If he takes benadryl, at least the American version that uses diphenhydramine, I doubt he should be riding while under the influence since it's a sedative and can have a lot of additional side effects that could impair judgement and reaction time.


----------



## MoonHowl (Oct 5, 2008)

I was stung in the neck a little over a week ago and kept on riding; however, I was only about mile from my destination. Fortunately I only had the typical minor bee sting reaction.


----------



## spade2you (May 12, 2009)

As long as you're not allergic, you should be fine. I'm generally fine after a string or two. The worst was being stung on the kneecap by a wasp. That was a long and painful 10 miles home.


----------



## Marc (Jan 23, 2005)

jta said:


> If you're a man like me, you'd eat the bee.
> - Jens Voigt


This.


----------



## jnbrown (Dec 9, 2009)

Ended up riding about 30 miles and it was fine.
In fact I felt stronger than normal, maybe the sting helped somehow.


----------



## DrSmile (Jul 22, 2006)

Chuck Norris stings the Bee... by punching it!


----------



## tlg (May 11, 2011)

nate said:


> If he takes benadryl, at least the American version that uses diphenhydramine, I doubt he should be riding while under the influence since it's a sedative and can have a lot of additional side effects that could impair judgement and reaction time.

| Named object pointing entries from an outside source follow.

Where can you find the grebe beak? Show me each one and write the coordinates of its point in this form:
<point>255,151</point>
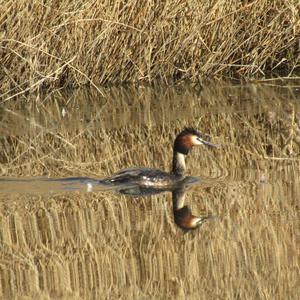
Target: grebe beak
<point>201,141</point>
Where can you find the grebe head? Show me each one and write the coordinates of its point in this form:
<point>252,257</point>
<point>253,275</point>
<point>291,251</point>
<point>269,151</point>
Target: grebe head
<point>188,138</point>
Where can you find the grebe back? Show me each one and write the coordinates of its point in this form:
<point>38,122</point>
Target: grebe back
<point>183,144</point>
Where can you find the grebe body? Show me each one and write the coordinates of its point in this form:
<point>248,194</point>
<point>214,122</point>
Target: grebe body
<point>149,177</point>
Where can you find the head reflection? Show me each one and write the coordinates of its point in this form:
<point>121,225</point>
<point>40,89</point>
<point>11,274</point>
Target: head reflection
<point>183,216</point>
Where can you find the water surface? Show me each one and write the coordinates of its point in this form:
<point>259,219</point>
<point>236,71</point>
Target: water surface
<point>63,239</point>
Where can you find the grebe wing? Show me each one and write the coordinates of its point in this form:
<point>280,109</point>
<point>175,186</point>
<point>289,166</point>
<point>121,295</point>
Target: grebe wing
<point>132,173</point>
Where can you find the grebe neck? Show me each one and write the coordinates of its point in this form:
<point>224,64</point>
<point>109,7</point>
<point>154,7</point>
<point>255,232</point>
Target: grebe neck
<point>178,166</point>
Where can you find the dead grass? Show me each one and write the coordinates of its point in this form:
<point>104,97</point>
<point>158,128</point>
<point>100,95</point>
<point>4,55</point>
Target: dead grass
<point>70,43</point>
<point>256,125</point>
<point>104,245</point>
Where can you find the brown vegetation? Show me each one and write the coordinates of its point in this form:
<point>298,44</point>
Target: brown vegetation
<point>59,43</point>
<point>103,245</point>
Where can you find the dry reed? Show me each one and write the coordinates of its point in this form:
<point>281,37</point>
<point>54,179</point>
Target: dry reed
<point>70,43</point>
<point>105,246</point>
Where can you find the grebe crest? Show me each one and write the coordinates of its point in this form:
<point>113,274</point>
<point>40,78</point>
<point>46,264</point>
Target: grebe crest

Benadryl isn't that much of a sedative. It's safe to use while driving. 

BENADRYL® Allergy Dye-Free Liqui-Gels | Allergy Symptom Relief
When using this product
marked drowsiness may occur
avoid alcoholic drinks
alcohol, sedatives, and tranquilizers may increase drowsiness
be careful when driving a motor vehicle or operating machinery
excitability may occur, especially in children


----------



## MR_GRUMPY (Aug 21, 2002)

Bee careful.

For most people, there's no problem riding after a bee sting. For others, they'll drop dead.


----------



## mpre53 (Oct 25, 2011)

jnbrown said:


> Ended up riding about 30 miles and it was fine.
> In fact I felt stronger than normal, maybe the sting helped somehow.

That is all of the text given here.